Optimizing a mannequin for video semantic search requires a stability between accuracy, value, and latency. Quicker, smaller fashions lack routing intelligence, and bigger, extra exact fashions add important latency overhead. In Half 1 of this collection, you discovered the right way to construct a multimodal video semantic search system with clever intent routing on AWS utilizing Amazon Bedrock’s Anthropic Claude Haiku mannequin. The Haiku mannequin gives excessive accuracy for person search intent, however will increase end-to-end search time to 2-4 seconds. This contributes to 75% of the general delay.
Determine 1: Instance end-to-end question delay breakdown
Now think about what occurs when the routing logic turns into extra complicated. Enterprise metadata may be way more complicated than the 5 attributes on this instance (title, caption, individual, style, and timestamp). Prospects can take into consideration digicam angles, temper and sentiment, license and rights home windows, and extra domain-specific classifications. Extra delicate logic means extra demanding prompts, and extra demanding prompts result in costlier and slower responses. That is the place mannequin customization comes into play. Reasonably than selecting between a mannequin that’s quick however too easy, or correct however costly or gradual, you possibly can obtain all three by coaching smaller fashions to carry out duties precisely with a lot decrease latency and value.
This publish reveals you the right way to use Amazon Bedrock’s mannequin customization approach, Mannequin Distillation, to switch routing intelligence from a big instructor mannequin (Amazon Nova Premier) to a a lot smaller scholar mannequin (Amazon Nova Micro). This strategy reduces inference value by greater than 95% and latency by 50% whereas sustaining the fragile routing high quality required by the duty.
Answer overview
We’ll stroll via an entire distillation pipeline end-to-end in a Jupyter pocket book. Broadly talking, the pocket book incorporates the next steps:
- Put together coaching knowledge — Create 10,000 artificial labeled samples utilizing Nova Premier and add the dataset to Amazon Easy Storage Service (Amazon S3) in Bedrock distilled format
- Run a distillation coaching job — Configure the job with instructor and scholar mannequin identifiers and submit it through Amazon Bedrock
- Deploy the extracted mannequin — Deploy customized fashions utilizing on-demand inference for versatile pay-as-you-go entry
- Consider the extracted mannequin — Examine routing high quality to the bottom Nova Micro and unique Claude Haiku baselines utilizing Amazon Bedrock Mannequin Analysis.

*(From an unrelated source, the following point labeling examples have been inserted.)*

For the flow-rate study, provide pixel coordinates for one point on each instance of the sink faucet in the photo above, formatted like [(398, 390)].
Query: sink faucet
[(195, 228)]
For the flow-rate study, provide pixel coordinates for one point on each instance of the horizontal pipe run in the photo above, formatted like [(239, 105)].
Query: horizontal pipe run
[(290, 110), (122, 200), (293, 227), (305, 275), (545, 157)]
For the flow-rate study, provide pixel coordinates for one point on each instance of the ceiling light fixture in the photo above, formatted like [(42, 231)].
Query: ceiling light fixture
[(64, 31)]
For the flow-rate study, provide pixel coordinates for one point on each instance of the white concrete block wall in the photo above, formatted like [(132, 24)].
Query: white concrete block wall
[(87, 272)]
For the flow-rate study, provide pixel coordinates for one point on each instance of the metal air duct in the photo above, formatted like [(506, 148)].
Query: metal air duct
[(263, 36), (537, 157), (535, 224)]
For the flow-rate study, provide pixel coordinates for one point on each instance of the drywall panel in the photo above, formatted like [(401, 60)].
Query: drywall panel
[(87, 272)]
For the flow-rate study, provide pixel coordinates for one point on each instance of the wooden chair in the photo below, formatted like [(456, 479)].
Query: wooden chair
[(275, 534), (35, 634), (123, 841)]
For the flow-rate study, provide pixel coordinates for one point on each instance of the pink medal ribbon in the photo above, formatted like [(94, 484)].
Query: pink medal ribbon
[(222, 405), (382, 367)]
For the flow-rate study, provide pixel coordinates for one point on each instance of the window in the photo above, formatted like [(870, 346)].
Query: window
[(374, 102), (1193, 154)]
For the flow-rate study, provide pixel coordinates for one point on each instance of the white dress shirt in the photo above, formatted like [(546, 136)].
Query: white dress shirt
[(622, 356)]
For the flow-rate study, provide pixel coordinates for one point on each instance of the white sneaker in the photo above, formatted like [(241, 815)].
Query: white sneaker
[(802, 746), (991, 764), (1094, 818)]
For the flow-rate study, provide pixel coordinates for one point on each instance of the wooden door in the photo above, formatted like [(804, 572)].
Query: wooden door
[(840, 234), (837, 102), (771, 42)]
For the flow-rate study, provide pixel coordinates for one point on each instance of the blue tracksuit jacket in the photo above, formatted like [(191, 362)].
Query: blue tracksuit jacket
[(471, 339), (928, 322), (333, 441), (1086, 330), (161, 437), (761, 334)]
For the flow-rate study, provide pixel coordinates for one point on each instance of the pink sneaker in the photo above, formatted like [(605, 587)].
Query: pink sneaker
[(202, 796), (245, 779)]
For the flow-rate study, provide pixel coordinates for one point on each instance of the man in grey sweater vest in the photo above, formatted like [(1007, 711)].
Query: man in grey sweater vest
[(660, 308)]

Full notebooks, coaching knowledge era scripts, and analysis utilities can be found at: GitHub repository.
Put together coaching knowledge
One of many major causes we selected mannequin distillation over different customization strategies reminiscent of supervised fine-tuning (SFT) is that it doesn’t require a totally labeled dataset. SFT requires all coaching samples to have human-generated responses as floor reality. For distillation, all you want is a immediate. Amazon Bedrock robotically calls the instructor mannequin to generate high-quality responses. We apply knowledge synthesis and augmentation strategies behind the scenes to generate a various coaching dataset of as much as 15,000 prompt-response pairs.
Nonetheless, if you’d like extra management over the coaching sign, you possibly can optionally present a labeled dataset. Every file within the JSONL file follows the bedrock-conversation-2024 schema. On this schema, the person position (enter immediate) is required and the assistant position (required response) is non-compulsory. See the next instance. For extra info, see Making ready the Coaching Dataset for Distillation.
On this publish, we ready 10,000 artificial labeled samples utilizing Nova Premier, the biggest and most succesful mannequin within the Nova household. Knowledge was generated with a balanced distribution throughout visible, audio, transcription, and metadata sign queries. Examples cowl the complete vary of anticipated search inputs, signify completely different ranges of problem, embrace edge instances and variations, and forestall overfitting to slender question patterns. The next graph reveals the distribution of weights throughout the 4 modality channels.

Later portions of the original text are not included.